Слово άνάμνησις есть термин мистерии и Платона. Он означает наше духовно-мистическое состояние, которое возникает от прикосновения к платоновским идеям, мистическое припоминание, которое возгорается при прикосновении к образу. Я настаиваю, что этот термин имеет здесь метафизический, а не психологический смысл[474]. Икона являет Первообраз: мы прикасаемся к дереву, холсту, лаку, а упираемся в некоторую духовную реальность[475]. Икона — окно в другой мир, и, покуда мы не видим в ней этого окна, до тех пор наше отношение к ней будет ложным, будет идолопоклонством. А верою мы видим сквозь нее, как через тусклое или прозрачное стекло,—это зависит и от высоты нашего духовного состояния и от степени духовного проникновения художника,—другой мир, подобно тому, «якоже зерцалом в гадании»108#; здесь мы имеем духовное видение, как в зеркале.
В древности во времена мистические нет иконостаса, а когда духовное сознание[476]стало меркнуть, иконостасы стали увеличиваться[477]. У нас на Руси, в XVI и XVII вв. алтарь есть другой мир[478]. Этот участок помещения, пола, пространства, все это, что чувственно можно создать и разрушить, есть символ, несет энергию другого мира. Хотя пол остается полом и краски— красками, чрез них дается другой[479]мир. Это место само по себе страшно. А для людей, не ощущающих страха Божия,—непосредственного присутствия Божия, им надо ставить деревянные барьеры. Алтарь, как небо, охраняют Ангелы и Святые, и иконостас напоминает об их присутствии, напоминает в порядке не психологическом, а онтологическом, мистическом: они тут. Мы теперь стали столь толстокожи, что нам надо напоминать об этом и посредством такого удара по нашим мистическим чувствам пробудить в нас ощущение, что святые тут[480]. Иконостас это, можно сказать,—материализация духовных сил, ограждающих алтарь,—этот мир, подчиненный особым законам.
Но с эпохи Возрождения живопись и вся жизнь стали быстро искажаться и теперь мы даже иконами не ожигаемся: они для нас—как запотевшее окно[481].
Сейчас я хочу почитать об иконопочитании со стороны обратной перспективы. Это—пробный камень всякой иконы.

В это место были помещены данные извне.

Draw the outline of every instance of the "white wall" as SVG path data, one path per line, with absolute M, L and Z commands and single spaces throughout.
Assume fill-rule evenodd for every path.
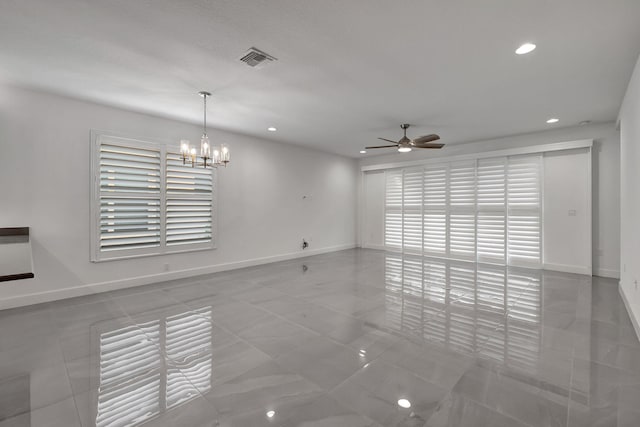
M 0 227 L 31 227 L 36 276 L 1 283 L 0 308 L 355 245 L 354 160 L 210 129 L 232 156 L 218 173 L 218 249 L 91 263 L 91 129 L 176 144 L 201 133 L 197 125 L 0 87 Z
M 443 135 L 443 137 L 446 143 L 446 135 Z M 620 137 L 615 129 L 614 123 L 574 126 L 487 141 L 450 144 L 442 150 L 414 150 L 407 154 L 392 153 L 370 156 L 361 159 L 360 166 L 449 157 L 458 154 L 527 147 L 580 139 L 594 140 L 591 168 L 593 273 L 607 277 L 619 277 Z M 362 210 L 360 212 L 360 218 L 363 218 Z M 359 242 L 362 242 L 361 237 L 359 237 Z
M 363 206 L 360 217 L 362 246 L 384 248 L 384 171 L 367 172 L 363 179 Z
M 620 109 L 620 291 L 640 336 L 640 58 Z
M 591 150 L 543 157 L 544 268 L 591 274 Z

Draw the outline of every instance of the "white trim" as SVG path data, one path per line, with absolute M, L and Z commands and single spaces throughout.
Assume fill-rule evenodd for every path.
M 627 298 L 627 294 L 625 293 L 624 287 L 622 286 L 622 281 L 618 282 L 618 292 L 620 292 L 620 296 L 622 297 L 622 302 L 624 302 L 624 308 L 627 309 L 627 313 L 629 314 L 629 319 L 631 319 L 631 324 L 633 325 L 633 329 L 636 331 L 636 336 L 640 340 L 640 323 L 638 319 L 633 314 L 631 310 L 631 304 L 629 303 L 629 299 Z
M 102 292 L 115 291 L 118 289 L 133 288 L 136 286 L 150 285 L 153 283 L 165 282 L 168 280 L 184 279 L 187 277 L 212 274 L 220 271 L 236 270 L 239 268 L 253 267 L 256 265 L 269 264 L 278 261 L 287 261 L 297 258 L 306 258 L 312 255 L 320 255 L 328 252 L 337 252 L 355 248 L 355 243 L 329 246 L 326 248 L 305 250 L 304 252 L 291 252 L 281 255 L 268 256 L 263 258 L 253 258 L 244 261 L 228 262 L 224 264 L 210 265 L 207 267 L 190 268 L 186 270 L 171 271 L 160 274 L 150 274 L 127 279 L 112 280 L 109 282 L 90 283 L 72 288 L 58 289 L 55 291 L 37 292 L 17 297 L 0 299 L 0 310 L 23 307 L 27 305 L 40 304 L 44 302 L 57 301 L 61 299 L 92 295 Z M 28 280 L 28 279 L 27 279 Z
M 395 169 L 395 168 L 404 168 L 404 167 L 410 167 L 410 166 L 422 166 L 422 165 L 427 165 L 432 163 L 484 159 L 487 157 L 502 157 L 502 156 L 506 157 L 506 156 L 517 156 L 517 155 L 523 155 L 523 154 L 547 153 L 550 151 L 573 150 L 575 148 L 590 148 L 591 146 L 593 146 L 593 139 L 581 139 L 577 141 L 555 142 L 553 144 L 532 145 L 529 147 L 506 148 L 503 150 L 485 151 L 482 153 L 476 152 L 476 153 L 469 153 L 469 154 L 458 154 L 458 155 L 447 156 L 447 157 L 434 157 L 431 159 L 413 160 L 409 162 L 382 163 L 377 165 L 362 166 L 360 170 L 362 172 L 368 172 L 368 171 L 374 171 L 374 170 L 380 170 L 380 169 Z
M 542 264 L 542 268 L 544 270 L 561 271 L 563 273 L 586 274 L 587 276 L 591 276 L 591 268 L 580 265 L 551 264 L 545 262 L 544 264 Z
M 597 268 L 594 272 L 593 272 L 594 276 L 598 276 L 598 277 L 608 277 L 611 279 L 619 279 L 620 278 L 620 271 L 618 270 L 613 270 L 610 268 Z
M 386 251 L 387 248 L 384 247 L 384 245 L 362 245 L 360 246 L 362 249 L 376 249 L 379 251 Z

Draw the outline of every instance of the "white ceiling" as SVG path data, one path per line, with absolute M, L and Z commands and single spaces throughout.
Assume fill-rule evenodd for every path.
M 404 122 L 456 143 L 614 120 L 638 22 L 638 0 L 0 0 L 0 79 L 195 123 L 206 89 L 213 127 L 359 157 Z

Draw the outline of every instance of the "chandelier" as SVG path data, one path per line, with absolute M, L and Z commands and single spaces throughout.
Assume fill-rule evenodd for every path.
M 211 96 L 209 92 L 198 92 L 204 99 L 204 121 L 202 125 L 202 138 L 200 138 L 200 155 L 196 147 L 192 147 L 188 139 L 180 141 L 180 155 L 182 156 L 182 164 L 191 163 L 191 167 L 218 167 L 220 165 L 227 166 L 230 161 L 229 147 L 226 144 L 220 144 L 220 147 L 212 147 L 209 137 L 207 136 L 207 97 Z

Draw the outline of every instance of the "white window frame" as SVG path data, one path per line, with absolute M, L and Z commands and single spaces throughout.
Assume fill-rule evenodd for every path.
M 114 251 L 112 253 L 100 251 L 100 146 L 102 143 L 121 145 L 123 147 L 157 150 L 160 153 L 160 245 L 152 248 L 134 248 Z M 195 252 L 217 249 L 218 237 L 218 173 L 212 168 L 211 191 L 211 241 L 205 243 L 190 243 L 177 246 L 167 246 L 166 242 L 166 217 L 167 217 L 167 190 L 166 168 L 167 154 L 179 154 L 180 148 L 176 144 L 168 142 L 152 142 L 145 139 L 131 138 L 113 133 L 91 131 L 91 262 L 113 261 L 157 255 L 167 255 L 183 252 Z M 186 195 L 189 198 L 190 195 Z M 180 197 L 180 196 L 178 196 Z M 182 195 L 185 197 L 185 195 Z

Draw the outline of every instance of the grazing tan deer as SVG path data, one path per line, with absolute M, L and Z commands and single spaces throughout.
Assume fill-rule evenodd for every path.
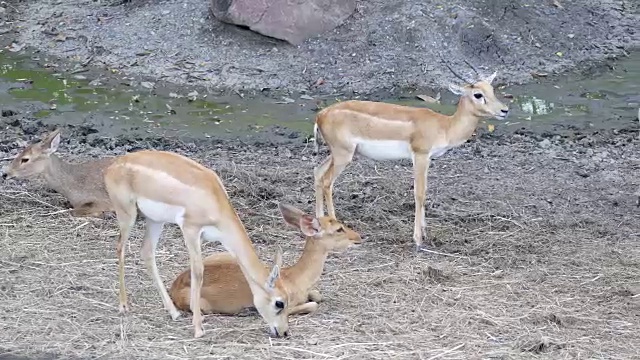
M 354 154 L 373 160 L 411 159 L 415 199 L 413 239 L 420 250 L 426 229 L 424 203 L 431 159 L 466 142 L 481 118 L 504 119 L 509 112 L 493 92 L 491 82 L 495 77 L 493 73 L 475 83 L 449 85 L 453 93 L 460 95 L 457 110 L 451 116 L 427 108 L 357 100 L 321 110 L 316 117 L 314 138 L 317 141 L 319 130 L 330 155 L 314 171 L 316 216 L 324 215 L 326 199 L 329 216 L 336 217 L 333 185 Z
M 360 244 L 360 235 L 328 216 L 314 218 L 291 205 L 278 205 L 284 220 L 298 228 L 306 243 L 298 262 L 280 270 L 280 278 L 289 296 L 288 315 L 311 313 L 318 309 L 321 295 L 312 288 L 320 279 L 327 256 Z M 190 275 L 185 270 L 173 281 L 169 295 L 180 310 L 190 304 Z M 204 259 L 202 300 L 204 313 L 237 314 L 253 307 L 251 289 L 236 259 L 229 253 L 217 253 Z
M 103 172 L 114 158 L 68 163 L 54 154 L 59 145 L 58 128 L 22 150 L 3 170 L 2 177 L 33 179 L 43 175 L 47 185 L 71 203 L 73 216 L 100 217 L 111 211 Z
M 124 284 L 124 248 L 138 210 L 146 218 L 142 258 L 162 302 L 175 320 L 180 312 L 169 298 L 156 265 L 155 251 L 165 223 L 177 224 L 189 251 L 194 337 L 204 335 L 201 288 L 201 238 L 219 241 L 240 264 L 260 315 L 273 336 L 287 336 L 289 299 L 280 279 L 281 256 L 271 272 L 260 261 L 244 225 L 229 202 L 218 175 L 172 152 L 143 150 L 123 155 L 105 171 L 105 185 L 118 218 L 117 245 L 120 311 L 128 311 Z

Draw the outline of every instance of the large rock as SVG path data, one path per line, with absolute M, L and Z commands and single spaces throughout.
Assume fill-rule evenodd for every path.
M 342 24 L 355 8 L 356 0 L 211 0 L 218 20 L 294 45 Z

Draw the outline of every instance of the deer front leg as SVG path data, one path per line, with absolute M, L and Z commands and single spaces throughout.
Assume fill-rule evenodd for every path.
M 322 301 L 322 295 L 320 295 L 320 291 L 318 290 L 309 290 L 309 294 L 307 294 L 307 298 L 309 299 L 309 301 L 313 301 L 317 303 Z
M 427 173 L 431 159 L 428 154 L 416 153 L 413 157 L 413 192 L 415 200 L 415 217 L 413 221 L 413 240 L 416 249 L 422 247 L 422 239 L 426 233 L 427 221 L 424 213 L 424 203 L 427 198 Z
M 318 310 L 318 303 L 311 301 L 292 307 L 289 311 L 289 315 L 310 314 L 316 310 Z
M 162 283 L 162 278 L 160 278 L 158 265 L 156 263 L 156 247 L 160 240 L 160 234 L 162 233 L 163 226 L 164 223 L 162 222 L 155 222 L 147 219 L 144 241 L 142 243 L 142 259 L 147 266 L 147 273 L 153 279 L 153 282 L 160 293 L 164 308 L 169 311 L 169 315 L 171 315 L 173 320 L 177 320 L 180 317 L 180 312 L 176 309 L 173 301 L 171 301 L 171 298 L 167 293 L 167 289 Z
M 202 249 L 200 239 L 201 228 L 197 226 L 183 225 L 182 234 L 184 242 L 189 250 L 189 262 L 191 264 L 191 312 L 193 313 L 194 338 L 204 335 L 202 327 L 202 308 L 200 307 L 200 294 L 204 277 L 204 265 L 202 264 Z

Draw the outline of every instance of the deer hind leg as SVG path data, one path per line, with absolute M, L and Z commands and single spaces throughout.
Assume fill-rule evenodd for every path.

На старинных иконах часто встречается грубое нарушение законов прямой и обратной перспективы[482]. Плоские грани. Ребра. Книги изображаются вопреки законам линейной перспективы: у Евангелия видны обрезы со всех четырех сторон и с различных точек зрения. Палаты с трех сторон видны. По-видимому, здесь грубая безграмотность. В таких же ракурсах переданы тела, ограниченные кривыми. Отвернутость плоскостей лица и всей головы, т. е. при изображении в профиль рисуется и другая половина лица. Параллельные линии расходятся к горизонту и т. д. Но все эти нарушения перспективы не вызывают неприятного чувства, а даже нравятся, так что иконы, написанные более правильно, кажутся более холодными, бездушными и скучными. А в иконах, написанных с нарушением законов обратной перспективы, чувствуется некоторое чутье. Но, может быть, в этих иконах нам нравится их детскость, наивность? Но это иконы—лучших мастеров, и потому не наивно ли самое наше рассуждение о наивности этих икон? И действительно: в них мы имеем дело не со случайностью, а <с> сознательной подчеркнутостью особенностей: пол освещен более ярко, у Евангелия все четыре образа—киноварные, так что Евангелие является самым ярким местом на иконе. В них заметно не подражание натуре, а своеобразие расцветки. Заметна также разноцентренность, т. е. с различных точек зрения. В частях палат и в ликах виден тонкий[483]художественный расчет. Картины в Лаврской ризнице. Во всех этих нарушениях, очевидно, есть свой смысл.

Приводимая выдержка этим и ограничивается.